O vice-presidente Bolívia, Edmundo Laraperdeu popularidade e está isolado do atual presidente Rodrigo Paz em meio à luta pelo poder que ocorreu apenas dez semanas após a posse do novo governo.
Lara não conseguiu convocar uma importante reunião na quinta-feira para comemorar o 17º aniversário do Estado Plurinacional da Bolívia, data marcada durante o mandato Evo Morales (2006-2019) e comemorado com grandes eventos.
Os analistas viram a medida como uma tentativa de mostrar poder político. Em contrapartida, Paz minimizou o aniversário e transferiu o feriado para sexta-feira para promover o turismo.
Com um perfil popular nas redes sociais por sua luta contra a corrupção e por ser capitão da polícia, Lara distanciou-se publicamente de Paz e declarou-se uma oponente “construtiva”.garantir que ele não faça parte do governo.
A ruptura mais notável aconteceu no fim de semana passado, quando paz fiz uma viagem surpresa para lá PARAGUAI não deu seu cargo a Lara, apesar das disposições da Constituição.
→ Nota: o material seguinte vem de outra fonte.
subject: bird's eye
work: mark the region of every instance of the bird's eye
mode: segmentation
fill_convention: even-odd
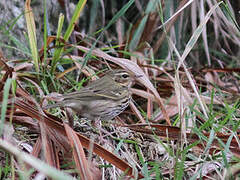
[[[123,74],[122,77],[123,77],[124,79],[127,79],[127,78],[129,77],[129,75],[128,75],[128,74]]]

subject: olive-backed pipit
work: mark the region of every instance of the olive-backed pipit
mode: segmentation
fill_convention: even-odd
[[[62,95],[61,102],[44,109],[67,107],[89,120],[111,120],[128,106],[131,99],[129,88],[134,78],[125,70],[110,70],[79,91]]]

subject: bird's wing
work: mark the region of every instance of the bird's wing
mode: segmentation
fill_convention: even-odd
[[[127,87],[122,87],[110,79],[99,79],[88,86],[81,88],[77,92],[63,95],[64,100],[75,99],[80,101],[88,101],[90,99],[113,99],[116,100]],[[124,91],[125,92],[125,91]]]

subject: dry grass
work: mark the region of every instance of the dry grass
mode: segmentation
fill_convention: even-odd
[[[60,15],[56,36],[47,36],[45,26],[37,48],[34,11],[26,1],[31,56],[0,54],[0,177],[237,178],[234,7],[215,0],[85,3],[79,1],[65,28]],[[42,109],[57,93],[76,91],[109,68],[141,75],[130,107],[115,120],[96,129],[70,111]],[[72,129],[67,122],[73,119]]]

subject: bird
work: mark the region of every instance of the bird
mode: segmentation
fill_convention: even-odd
[[[112,120],[128,107],[132,94],[130,87],[136,77],[124,69],[109,70],[79,91],[63,94],[62,101],[44,109],[71,108],[89,120]]]

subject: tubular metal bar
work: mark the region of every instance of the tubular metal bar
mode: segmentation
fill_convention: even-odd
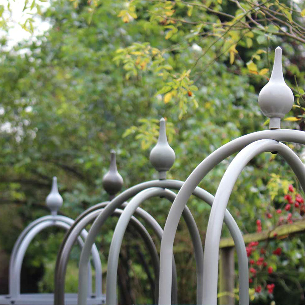
[[[158,188],[158,190],[161,189],[161,190],[163,190],[163,189],[162,188]],[[175,194],[174,194],[174,195],[175,196]],[[126,207],[126,206],[128,206],[129,204],[127,204],[127,203],[124,203],[122,205],[124,207]],[[154,231],[156,235],[157,235],[157,237],[158,238],[159,240],[161,241],[161,239],[162,238],[162,235],[163,234],[163,230],[162,229],[161,227],[160,226],[159,224],[158,223],[158,222],[156,220],[152,217],[151,215],[150,215],[149,213],[148,213],[147,212],[145,211],[144,210],[141,209],[141,208],[138,207],[135,211],[135,214],[136,214],[139,215],[141,217],[143,218],[144,220],[146,221],[148,223],[148,224],[152,228]],[[88,216],[87,216],[88,217]],[[199,234],[198,233],[198,236],[199,236]],[[201,251],[202,252],[203,254],[203,249],[202,247],[202,244],[201,243],[201,240],[200,239],[200,236],[199,236],[199,247],[197,247],[197,248],[200,248],[200,249],[201,249]],[[197,242],[197,244],[198,244]],[[203,255],[202,257],[202,261],[203,260]],[[159,261],[159,257],[158,257],[158,261]],[[174,302],[173,303],[176,304],[177,303],[177,271],[176,268],[176,265],[174,262],[174,260],[173,258],[173,266],[172,266],[172,276],[173,278],[173,281],[172,287],[172,293],[171,293],[171,297],[172,297],[172,301]],[[158,291],[158,284],[159,284],[159,265],[158,264],[157,267],[157,269],[158,269],[158,272],[156,274],[156,291]],[[110,272],[110,274],[111,274],[111,272]],[[107,274],[109,275],[109,272],[107,272]],[[82,287],[81,284],[80,284],[79,281],[79,300],[78,301],[78,303],[80,303],[80,301],[79,300],[80,297],[80,292],[79,292],[79,291],[81,290],[82,291],[84,292],[85,293],[86,293],[86,289],[81,289],[81,287]],[[83,297],[83,295],[81,296],[81,297]],[[157,298],[157,295],[156,296]],[[85,299],[85,298],[84,298]],[[86,302],[87,300],[86,299],[82,299],[83,302],[84,304],[86,303]]]
[[[111,240],[107,267],[108,275],[106,302],[107,305],[116,305],[116,304],[117,276],[119,257],[124,235],[129,220],[136,209],[143,201],[156,196],[165,197],[172,202],[176,198],[176,194],[169,190],[160,188],[151,188],[142,191],[134,197],[127,205],[116,226]],[[200,261],[201,259],[203,258],[203,251],[199,231],[189,210],[186,209],[183,211],[183,215],[194,245],[196,261]],[[162,236],[161,237],[162,238]],[[175,303],[176,303],[176,302]]]
[[[24,235],[23,239],[19,244],[15,256],[15,260],[12,264],[12,274],[14,275],[14,281],[9,287],[9,295],[12,299],[16,298],[20,294],[20,276],[22,262],[28,247],[33,239],[40,232],[46,228],[52,226],[57,226],[67,230],[70,227],[69,224],[61,221],[46,220],[40,223],[36,223],[35,227],[28,231],[27,234]],[[84,242],[80,237],[78,239],[79,243],[81,246],[84,245]],[[87,265],[90,268],[91,274],[91,266]]]
[[[48,215],[47,216],[44,216],[41,217],[37,219],[36,219],[34,221],[32,222],[29,224],[23,230],[23,231],[20,234],[18,237],[18,238],[16,241],[13,247],[13,249],[12,252],[12,254],[11,254],[11,257],[9,259],[9,287],[10,287],[14,285],[15,282],[14,277],[13,274],[13,264],[14,262],[15,261],[16,259],[15,257],[16,257],[18,249],[20,245],[20,244],[22,242],[24,237],[27,234],[28,232],[32,228],[34,228],[36,225],[40,223],[41,222],[47,220],[59,220],[61,221],[64,222],[71,225],[74,222],[74,221],[64,216],[61,216],[59,215]]]
[[[90,229],[88,238],[86,239],[85,241],[84,247],[89,247],[90,244],[92,243],[93,244],[94,243],[94,240],[96,236],[98,234],[100,227],[104,223],[107,219],[107,218],[109,215],[111,214],[112,211],[113,210],[115,209],[118,206],[119,206],[122,202],[127,200],[129,198],[134,196],[141,191],[149,187],[159,187],[164,188],[166,188],[173,189],[179,190],[183,185],[183,184],[184,182],[183,181],[178,180],[153,180],[151,181],[143,182],[126,190],[113,199],[111,203],[107,206],[107,208],[105,209],[105,210],[97,217]],[[203,201],[206,201],[210,205],[212,204],[214,199],[214,196],[206,192],[206,191],[198,187],[196,187],[195,186],[194,188],[194,190],[193,190],[193,193],[195,196],[198,197],[198,198],[200,198]],[[175,200],[175,201],[176,200]],[[99,205],[99,204],[96,205],[95,206],[97,207]],[[92,208],[93,208],[93,207]],[[172,206],[171,208],[170,211],[172,209]],[[183,209],[182,209],[182,211],[183,211]],[[181,212],[180,216],[182,214],[182,212]],[[84,214],[84,212],[83,214]],[[230,214],[228,211],[228,215],[229,216],[228,216],[227,217],[225,218],[225,222],[228,226],[229,229],[230,231],[230,233],[234,240],[235,242],[236,243],[236,241],[238,240],[240,241],[239,244],[240,246],[241,247],[239,248],[238,247],[236,247],[236,251],[238,253],[238,256],[239,257],[239,267],[240,274],[240,290],[242,287],[246,287],[247,285],[248,287],[249,287],[249,283],[248,283],[248,259],[246,256],[246,252],[245,244],[243,242],[243,240],[242,239],[242,236],[238,228],[238,226],[237,226],[237,224],[236,224],[233,217]],[[226,222],[226,221],[227,222]],[[178,222],[179,222],[179,220],[178,220]],[[175,231],[177,230],[177,227],[178,227],[178,225],[175,227]],[[175,233],[174,233],[174,235]],[[164,235],[163,235],[162,239],[163,239],[164,238]],[[161,242],[161,246],[162,243],[163,243]],[[87,246],[86,246],[86,244],[87,245]],[[167,252],[167,255],[169,255],[168,253],[172,253],[172,254],[170,255],[170,263],[171,264],[172,264],[172,260],[171,260],[172,259],[172,245],[171,246],[171,252],[169,252],[168,251]],[[81,254],[81,262],[80,262],[80,267],[81,263],[81,262],[82,264],[83,265],[82,267],[83,268],[84,268],[84,264],[85,264],[85,262],[88,259],[88,257],[89,257],[88,253],[85,253],[84,252],[84,249],[83,248],[83,250],[82,251],[82,254]],[[87,251],[87,249],[86,249],[86,251]],[[240,251],[239,253],[239,251]],[[243,262],[244,262],[243,264],[242,263]],[[203,264],[202,263],[200,264],[201,266],[202,266],[203,267]],[[244,266],[243,267],[242,267],[242,266]],[[198,269],[197,271],[197,272],[203,272],[203,267],[199,267],[199,266],[196,265],[196,269]],[[163,270],[165,270],[165,267],[164,267],[164,269],[163,269],[160,268],[160,270],[161,271],[161,272],[162,272]],[[170,269],[170,267],[169,267],[169,268]],[[80,271],[79,271],[79,272]],[[83,272],[84,272],[84,271],[83,269]],[[170,296],[170,287],[172,286],[172,278],[171,276],[172,272],[172,271],[171,270],[170,273],[169,275],[168,275],[169,276],[167,278],[167,280],[169,281],[169,282],[170,283],[169,288],[167,285],[168,282],[166,283],[166,284],[165,284],[164,283],[163,283],[163,285],[164,285],[167,288],[167,290],[166,289],[165,290],[165,293],[166,295],[167,292],[168,292],[169,293]],[[165,274],[165,273],[163,272],[163,273]],[[163,276],[164,275],[164,274],[161,274],[161,275],[162,275]],[[245,281],[244,279],[246,278],[246,280]],[[242,280],[242,279],[243,279],[244,280],[243,281]],[[160,286],[159,284],[159,303],[160,302]],[[163,287],[161,287],[161,288],[162,289],[164,293],[164,289],[163,289]],[[247,290],[247,291],[246,295],[248,296],[247,298],[244,297],[243,298],[242,298],[241,300],[246,299],[249,300],[248,289]],[[165,303],[166,304],[168,304],[170,303],[170,296],[169,298],[169,300],[167,303]],[[201,302],[200,303],[201,303]],[[247,305],[246,303],[244,304],[244,305]]]
[[[99,204],[100,206],[104,207],[108,203],[108,202],[104,202]],[[127,203],[124,203],[122,205],[123,206],[126,206]],[[70,234],[67,236],[65,242],[61,247],[62,251],[61,255],[58,256],[57,263],[56,266],[58,269],[57,272],[55,272],[55,285],[54,289],[54,303],[55,305],[64,305],[65,296],[65,283],[66,273],[66,271],[67,266],[68,264],[68,261],[70,255],[72,246],[75,241],[80,234],[80,232],[83,230],[84,228],[90,223],[102,211],[103,208],[95,210],[92,210],[90,213],[85,215],[81,219],[79,219],[77,225],[74,226],[73,229],[70,231]],[[121,210],[116,209],[115,210],[114,213],[115,216],[120,215],[120,213],[121,213],[120,211]],[[135,213],[137,215],[143,218],[146,221],[148,221],[152,228],[153,230],[156,233],[157,235],[160,235],[160,230],[161,230],[161,235],[162,236],[163,230],[161,228],[159,224],[147,212],[144,210],[139,208],[137,209]],[[152,219],[153,220],[152,221]],[[141,232],[139,231],[140,233],[142,235],[145,234],[145,231]],[[144,238],[143,238],[144,239]],[[146,240],[144,239],[145,241]],[[151,246],[148,247],[150,249]],[[154,251],[151,252],[152,259],[153,262],[154,270],[155,271],[156,269],[157,269],[156,273],[155,272],[155,274],[156,275],[156,278],[158,279],[156,281],[157,285],[159,284],[159,256],[157,254],[156,257],[154,257]],[[174,270],[175,270],[175,267]],[[101,289],[101,290],[102,293]]]
[[[196,186],[212,169],[222,160],[252,142],[264,139],[305,144],[305,134],[303,131],[289,129],[264,130],[253,132],[235,139],[220,147],[207,157],[185,180],[170,210],[161,243],[160,270],[165,270],[167,266],[169,266],[170,268],[171,257],[168,256],[168,253],[172,251],[176,232],[183,209]],[[170,271],[168,270],[166,272],[160,274],[159,305],[166,305],[169,303],[170,297],[168,292],[170,289],[171,282]],[[240,292],[242,283],[240,271]],[[249,285],[248,284],[245,285]],[[246,300],[240,294],[239,304],[248,305],[249,298]]]
[[[211,210],[206,235],[204,261],[204,305],[217,305],[218,253],[224,211],[238,176],[247,164],[256,156],[267,151],[277,152],[286,160],[302,186],[305,187],[305,167],[288,146],[273,140],[251,143],[242,149],[229,166],[219,184]]]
Em vez disso, o presidente emitiu um decreto para gerir remotamente através de dispositivos digitais, uma decisão que tem sido investigada por vários setores e está sob a supervisão do Tribunal Constitucional.
Lara, que também administra o Assembleia Nacionalrejeitou a disposição e chamou-a de “inconstitucional”. Durante seu discurso desta quinta-feira, ele questionou o chefe do Executivo e as decisões tomadas pelo governo.
“O poder não é eterno. Rodrigo Paz, o poder não é eterno. Assim como as pessoas podem te levantar, elas também podem te derrubar.“, disse em referência ao dia em que se comemora a inclusão das 36 nações indígenas na Carta Magna.
Pelo contrário, na Bolívia, Paz defendeu o seu trabalho como presidente no exterior: “Não criamos processos ilegais. “O meu paralelo é representar o país e as novas tecnologias permitem essa representação”.
A falta de coordenação entre os líderes cria preocupações de gestão. O ex-presidente e líder da Força Livre, Jorge “Tuto” Quirogacomentou sobre a oferta entre Paz e Lara: “Se vocês se casaram com o diabo, corra para o inferno e se entendam”.
O analista político Gustavo Pedrazas Alertou que estes conflitos estão a afectar o funcionamento da Assembleia Nacional, uma vez que Lara não dedica tempo às suas funções como Presidente da Assembleia. Pedrazas argumentou que o vice-presidente ficou com uma posição política “reduzida”.
“Se ficarmos cinco anos, o Rodrigo Paz terá que me aturar cinco anos, porque qualquer corrupção que ele encontrar será denunciada, “Não ficarei calado”, disse Lara, formalizando a sua decisão de supervisionar a administração do presidente durante todo o seu mandato. Bolívia.
Nesse sentido, Lara firmou sua posição no dia 24 de dezembro, descrevendo-se como “oposição, mas oposição construtivaAnteriormente, o vice-presidente acusou Paz de “corra os ricos“e”com os corruptos“.